We are different. It is the real strength of human species. We have different habits, different mindsets, different cultural background, different languages, different history, different ways we dress, different styles, different behaviors, different food, different houses and architectures, different looks and physical aspect. That is not bad at all. Being different, we can learn from each other. We can try something different when we travel and visit other countries, we can become aware that there is not a single point of view. Being different does not mean that you can easily say which culture or society is more advanced and which is more primitive. Maybe a gap does exist, but not necessarily. Are jeans better than kimono or jallaba? Is Coca Cola better than Crodino? Is whisky better than sake or vodka? Do you really need an MP3 reader or a mobile phone to demonstrate that you belong to a civilized society? Sure you do not. In fact, it is possible to find mobile phones even in poor and underdeveloped countries as well as in dictatorships. Technology is not a reliable measurament of your level of civilization.

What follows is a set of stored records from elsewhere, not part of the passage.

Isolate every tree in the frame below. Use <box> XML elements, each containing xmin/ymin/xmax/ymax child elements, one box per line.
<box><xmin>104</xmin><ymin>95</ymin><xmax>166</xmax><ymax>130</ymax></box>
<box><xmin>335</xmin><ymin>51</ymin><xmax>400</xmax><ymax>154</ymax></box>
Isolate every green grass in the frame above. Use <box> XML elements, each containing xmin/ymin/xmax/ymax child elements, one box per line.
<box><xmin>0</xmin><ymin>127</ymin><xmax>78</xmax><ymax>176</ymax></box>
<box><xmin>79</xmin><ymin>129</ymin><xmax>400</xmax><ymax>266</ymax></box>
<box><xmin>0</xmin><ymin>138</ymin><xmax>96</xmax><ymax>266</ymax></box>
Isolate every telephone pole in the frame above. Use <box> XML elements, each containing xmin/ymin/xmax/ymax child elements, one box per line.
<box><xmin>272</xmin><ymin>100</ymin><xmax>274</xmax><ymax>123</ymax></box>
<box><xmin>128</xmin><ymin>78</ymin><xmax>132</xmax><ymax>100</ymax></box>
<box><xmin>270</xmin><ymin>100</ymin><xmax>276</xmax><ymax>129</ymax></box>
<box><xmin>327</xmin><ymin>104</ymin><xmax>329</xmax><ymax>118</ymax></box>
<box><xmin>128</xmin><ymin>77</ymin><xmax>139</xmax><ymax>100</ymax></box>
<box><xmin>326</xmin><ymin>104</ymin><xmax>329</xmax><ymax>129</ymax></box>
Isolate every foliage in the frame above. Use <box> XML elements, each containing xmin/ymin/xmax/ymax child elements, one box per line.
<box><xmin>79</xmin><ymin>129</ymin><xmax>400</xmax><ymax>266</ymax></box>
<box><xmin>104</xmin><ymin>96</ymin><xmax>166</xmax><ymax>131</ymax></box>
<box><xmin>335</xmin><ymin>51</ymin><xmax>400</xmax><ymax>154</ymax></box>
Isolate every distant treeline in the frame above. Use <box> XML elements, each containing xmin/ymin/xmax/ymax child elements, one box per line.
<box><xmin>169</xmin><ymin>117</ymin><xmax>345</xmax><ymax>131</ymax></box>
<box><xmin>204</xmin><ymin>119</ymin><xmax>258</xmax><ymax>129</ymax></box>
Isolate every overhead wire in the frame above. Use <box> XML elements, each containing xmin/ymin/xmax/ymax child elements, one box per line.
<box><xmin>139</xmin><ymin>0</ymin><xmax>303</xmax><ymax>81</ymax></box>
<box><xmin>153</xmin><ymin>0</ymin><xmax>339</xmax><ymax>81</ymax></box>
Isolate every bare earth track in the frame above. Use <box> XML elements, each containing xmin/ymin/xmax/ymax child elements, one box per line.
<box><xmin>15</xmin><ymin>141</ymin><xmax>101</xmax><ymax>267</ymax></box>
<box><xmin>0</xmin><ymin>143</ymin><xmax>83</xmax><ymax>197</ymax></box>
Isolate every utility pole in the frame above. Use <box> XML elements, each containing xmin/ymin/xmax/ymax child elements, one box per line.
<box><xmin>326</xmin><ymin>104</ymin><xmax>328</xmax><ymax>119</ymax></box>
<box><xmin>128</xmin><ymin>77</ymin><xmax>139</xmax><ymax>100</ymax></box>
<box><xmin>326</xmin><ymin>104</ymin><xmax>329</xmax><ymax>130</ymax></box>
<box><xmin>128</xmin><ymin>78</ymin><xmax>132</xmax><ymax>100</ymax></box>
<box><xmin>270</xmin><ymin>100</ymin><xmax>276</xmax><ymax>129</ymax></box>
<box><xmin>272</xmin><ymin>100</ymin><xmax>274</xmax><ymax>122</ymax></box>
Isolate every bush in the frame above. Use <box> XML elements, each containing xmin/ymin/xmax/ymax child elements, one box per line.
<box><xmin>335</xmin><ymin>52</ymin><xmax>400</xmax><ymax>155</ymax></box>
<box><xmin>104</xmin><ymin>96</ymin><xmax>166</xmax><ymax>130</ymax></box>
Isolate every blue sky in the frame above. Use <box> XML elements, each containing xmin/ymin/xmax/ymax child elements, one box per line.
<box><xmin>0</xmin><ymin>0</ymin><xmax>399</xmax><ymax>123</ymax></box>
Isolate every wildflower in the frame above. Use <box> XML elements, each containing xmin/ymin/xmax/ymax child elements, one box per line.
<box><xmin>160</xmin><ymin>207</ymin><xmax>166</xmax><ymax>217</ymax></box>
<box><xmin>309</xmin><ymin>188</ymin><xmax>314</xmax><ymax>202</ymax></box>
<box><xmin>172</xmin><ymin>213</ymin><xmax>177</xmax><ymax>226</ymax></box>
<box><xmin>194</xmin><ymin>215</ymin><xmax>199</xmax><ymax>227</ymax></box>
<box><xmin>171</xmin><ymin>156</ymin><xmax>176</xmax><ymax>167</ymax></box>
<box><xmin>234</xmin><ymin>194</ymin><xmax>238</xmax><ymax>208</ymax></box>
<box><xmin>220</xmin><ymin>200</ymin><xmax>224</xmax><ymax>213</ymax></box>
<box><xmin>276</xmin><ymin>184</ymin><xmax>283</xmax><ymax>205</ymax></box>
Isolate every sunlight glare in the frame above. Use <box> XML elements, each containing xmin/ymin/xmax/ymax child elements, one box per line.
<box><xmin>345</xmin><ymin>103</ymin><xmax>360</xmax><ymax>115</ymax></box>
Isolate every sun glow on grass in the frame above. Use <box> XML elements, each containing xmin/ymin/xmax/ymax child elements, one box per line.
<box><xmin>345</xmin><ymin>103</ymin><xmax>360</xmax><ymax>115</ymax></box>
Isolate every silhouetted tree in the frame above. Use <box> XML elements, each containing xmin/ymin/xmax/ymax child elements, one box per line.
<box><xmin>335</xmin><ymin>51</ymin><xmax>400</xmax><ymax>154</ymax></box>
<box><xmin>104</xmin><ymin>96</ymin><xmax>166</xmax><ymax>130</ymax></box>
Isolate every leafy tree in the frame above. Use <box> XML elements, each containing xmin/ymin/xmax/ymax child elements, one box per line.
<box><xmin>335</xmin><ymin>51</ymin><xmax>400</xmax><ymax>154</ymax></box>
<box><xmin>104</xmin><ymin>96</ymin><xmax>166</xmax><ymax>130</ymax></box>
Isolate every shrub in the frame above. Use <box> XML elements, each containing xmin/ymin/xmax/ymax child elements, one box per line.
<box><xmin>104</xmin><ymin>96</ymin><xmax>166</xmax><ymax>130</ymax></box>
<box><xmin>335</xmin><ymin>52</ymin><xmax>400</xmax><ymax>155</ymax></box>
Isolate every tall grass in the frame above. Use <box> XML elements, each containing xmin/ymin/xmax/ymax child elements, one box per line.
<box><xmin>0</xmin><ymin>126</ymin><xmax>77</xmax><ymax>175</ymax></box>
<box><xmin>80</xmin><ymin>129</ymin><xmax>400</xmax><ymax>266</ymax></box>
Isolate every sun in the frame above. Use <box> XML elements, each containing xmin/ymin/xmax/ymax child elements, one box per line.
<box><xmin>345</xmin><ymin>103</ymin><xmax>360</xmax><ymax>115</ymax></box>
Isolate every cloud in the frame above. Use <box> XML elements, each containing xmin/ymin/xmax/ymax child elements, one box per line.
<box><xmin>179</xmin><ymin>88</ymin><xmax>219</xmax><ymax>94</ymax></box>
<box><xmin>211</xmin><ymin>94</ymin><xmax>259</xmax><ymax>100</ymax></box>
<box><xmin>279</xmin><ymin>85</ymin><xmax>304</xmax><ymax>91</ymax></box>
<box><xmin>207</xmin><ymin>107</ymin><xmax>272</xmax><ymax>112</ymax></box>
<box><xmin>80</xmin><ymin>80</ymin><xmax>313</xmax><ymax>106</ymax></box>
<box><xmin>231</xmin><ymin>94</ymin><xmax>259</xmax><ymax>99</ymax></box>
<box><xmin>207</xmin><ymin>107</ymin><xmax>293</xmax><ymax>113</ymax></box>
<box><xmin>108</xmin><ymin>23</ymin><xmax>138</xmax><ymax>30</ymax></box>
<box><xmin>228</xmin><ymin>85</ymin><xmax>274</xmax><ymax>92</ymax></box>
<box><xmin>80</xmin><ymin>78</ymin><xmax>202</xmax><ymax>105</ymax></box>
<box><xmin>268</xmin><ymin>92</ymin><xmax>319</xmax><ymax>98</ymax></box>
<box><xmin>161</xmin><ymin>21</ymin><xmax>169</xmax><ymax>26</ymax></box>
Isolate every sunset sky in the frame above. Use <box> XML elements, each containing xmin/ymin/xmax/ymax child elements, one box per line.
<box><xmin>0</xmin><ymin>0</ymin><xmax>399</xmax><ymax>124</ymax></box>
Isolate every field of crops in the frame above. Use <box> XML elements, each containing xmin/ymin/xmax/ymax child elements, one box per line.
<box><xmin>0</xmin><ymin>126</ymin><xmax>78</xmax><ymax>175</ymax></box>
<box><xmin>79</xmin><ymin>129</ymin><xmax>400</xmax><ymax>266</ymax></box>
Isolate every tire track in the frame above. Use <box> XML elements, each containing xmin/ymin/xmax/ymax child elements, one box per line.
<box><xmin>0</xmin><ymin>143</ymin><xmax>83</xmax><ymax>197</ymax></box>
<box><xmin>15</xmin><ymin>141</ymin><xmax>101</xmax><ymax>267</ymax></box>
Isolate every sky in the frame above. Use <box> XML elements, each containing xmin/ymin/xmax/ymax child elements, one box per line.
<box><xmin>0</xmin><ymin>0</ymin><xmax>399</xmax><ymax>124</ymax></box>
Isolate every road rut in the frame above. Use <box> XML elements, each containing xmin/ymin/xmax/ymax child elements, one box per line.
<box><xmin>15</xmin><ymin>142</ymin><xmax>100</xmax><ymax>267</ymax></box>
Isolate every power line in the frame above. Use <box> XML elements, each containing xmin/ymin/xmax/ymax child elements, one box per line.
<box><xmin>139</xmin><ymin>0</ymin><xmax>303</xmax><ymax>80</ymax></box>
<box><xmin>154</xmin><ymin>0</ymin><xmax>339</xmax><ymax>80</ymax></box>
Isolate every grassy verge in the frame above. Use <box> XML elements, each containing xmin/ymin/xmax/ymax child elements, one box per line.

So we are different, but what is about the so called global world? Is the web a global place because you can interact with people from any other country? Are Facebook or other social networks really global places? Sure they are, but they are flat too, whereas the world it is not and we have to hope it will never be. Because we are different, and differences are a richness. It is quite useful to have a language as English that allows us to communicate, whatever is our native language, for example, but the existence of different idioms is an intellectual capital that has to be preserved anyway, because they are not simply different ways to voice thoughts and concepts, but they are intrinsically connected with different ways to think, different points of view about life and the world around us. A language is the mirror of life as intended in a specific place.

And again, we are different. Even when we speak the same language, wear the same dresses, eat the same food, watch the same TV shows, we are different. But the web, the global web, mostly designed by people leaving in USA, seems to ignore it. In most social networks you cannot search by language or by country. Why? Well, you may want to surf the web to keep in touch with some interesting guy or gal in Japan or Africa, in Australia or Alaska, but in most cases the real network is with people that can understand you, not just because you speak the same language, but because you live in the same culture.

Think about Twitter. Short messages: hard to understand references to people, events, and situations which are typical of a specific country. For example, how many people outside Italy may understand any reference to Carosello? Even if you explain to them that it was a small show made of commercial video clips, you will never be able to explain what it represented for two or three generations of Italian children. Similarly, most of Italians cannot understand references to typical TV shows which Americans are keen of, as the Muppets. Of course, many people know who they are, but not what they really represented for Americans, because it is something strictly related to the American society and culture. This is one of the typical reasons most of people living outside USA cannot understand specifica references to aspects of American society in serials and teleplays. That is why it is really difficult for any person to understand a comedian belonging to another country. It is not a matter of language, but of cultural background.

The point is that actually the web is not really global, but a global extension of the American websphere. Of course you have other webspheres in Internet. The Chinese one is really big, but it is mostly a black box for the Western countries. The Spanish and the Brazilian webspheres are quite large too. On the other hand, many European webspheres based on languages different from English, as the French, the German, and the Italian one, are small and separated bubbles, with several links to the English websphere but few links from it. In fact, most of the non-Anglophone people knows at least a little bit of English, whereas it is not necessarily true the vice versa.

So, the world is not flat at all, but most of Americans do not know it. In fact, the so called web gurus are used to think to the web as a flat world because they see only the English piece of web and realize that is frequented by a lot of people from other countries too. But this is only a partial view of the web. If you go to Facebook, for example, you can search people by gender, age range, interests and several other criteria, but not by country or language! If you go to Plaxo, you can search for all colleagues of your company, but you cannot filter them by country. Linkedin is a little better: in the past you could search only by title, company, school, industry, and groups, but recently they also added the possibility to search by location and few languages: English, German, Spanish, French, and… Other! Search by other? Funny, isn’t it?

So, there is still a lot of work to do to have a real global web. Not a web that is global why all of us think, speak, and behave in the same way, but a web where we can confront different points of view, different cultures, different mindsets. And the first step is to ask social networks, blog platforms, web systems to include the typical parameters of such differences in their search engines, filters, navigation mechanisms, that is, location and language, at least. Web inclusion will be founded on that.